Findings also reveal that 55% of clients have decided to defer their tax payments. Of these, just 36% say they are likely to be able to meet these tax liabilities in six months’ time, indicating a significant 64% will not be able to do so.

The results are revealed in the latest ACCA UK and The Corporate Finance Network’s (CFN) SME Health Tracker, which also points to signs of surprising recent stability with only 3% of SMEs deciding to close, compared to 5% two weeks ago.

Despite the stalling with CBILs, an improving trend is also appearing when it comes to SMEs’ views about accessing cash during lockdown. The findings show that 12% of SMEs will struggle to access cash to last them two more weeks of lockdown, compared to 30% for the 28 April tracker. Optimism is also evident for the longer term as the UK makes tentative steps to unlock, with 16% saying they would not be able to access cash to last four more weeks of lockdown, compared to 38% on the 28 April.

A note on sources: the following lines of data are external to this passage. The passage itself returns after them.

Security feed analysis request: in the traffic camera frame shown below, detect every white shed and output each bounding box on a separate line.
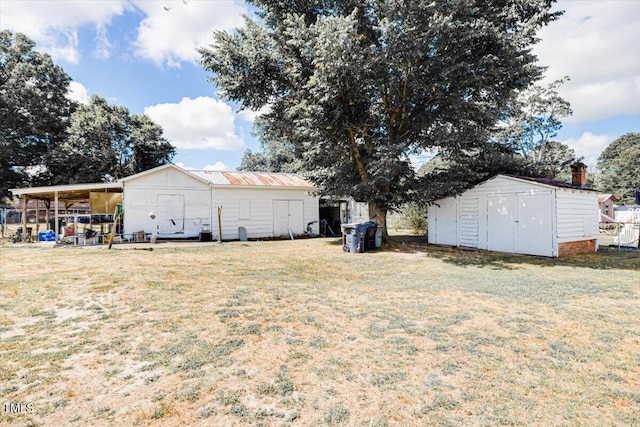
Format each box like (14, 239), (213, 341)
(428, 175), (599, 257)
(121, 164), (319, 240)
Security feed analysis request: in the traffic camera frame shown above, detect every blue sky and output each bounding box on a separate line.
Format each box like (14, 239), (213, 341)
(0, 0), (640, 170)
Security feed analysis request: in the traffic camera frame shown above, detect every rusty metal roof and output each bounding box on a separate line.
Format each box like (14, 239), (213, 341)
(188, 170), (316, 190)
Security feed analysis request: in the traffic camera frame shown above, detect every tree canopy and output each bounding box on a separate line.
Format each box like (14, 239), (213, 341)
(0, 31), (175, 200)
(598, 132), (640, 205)
(0, 30), (72, 200)
(48, 95), (175, 183)
(200, 0), (559, 237)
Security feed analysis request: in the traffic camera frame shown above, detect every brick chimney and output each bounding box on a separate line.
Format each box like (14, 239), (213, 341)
(571, 162), (587, 188)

Claire Bennison, head of ACCA UK comments: ‘With the Coronavirus Job Retention Scheme now extended until October, and the recent rescue packages announced by the government, we’re seeing two sides to this tracker. Some schemes seem to be working well for SMEs and entrepreneurs. But alarm bells ring about the decision to defer taxes – this could be VAT, corporation tax and personal taxes, which all stack up for the future alongside PAYE and National Insurance payments. We’re also hearing about the mental strain SMEs are under – and deferring will only add to this stress and strain in the near future.’

Kirsty McGregor, founder of The CFN, and an accountant, comments: ‘There’s a set of SMEs stuck in the middle – those who have perhaps 20 to 100 staff with a £1 million to £3 million turnover. These are the SMEs caught in a trap where they’re not being approved for CBILs, and the Bounce Back loan is not enough for them. The stark reality is that these are the employers who, once furlough tapers off, will not have enough working capital and cashflow to kickstart their trade. Releasing more funds to these businesses is the critical requirement if we are to ensure the future survival of this key segment of our SME community.’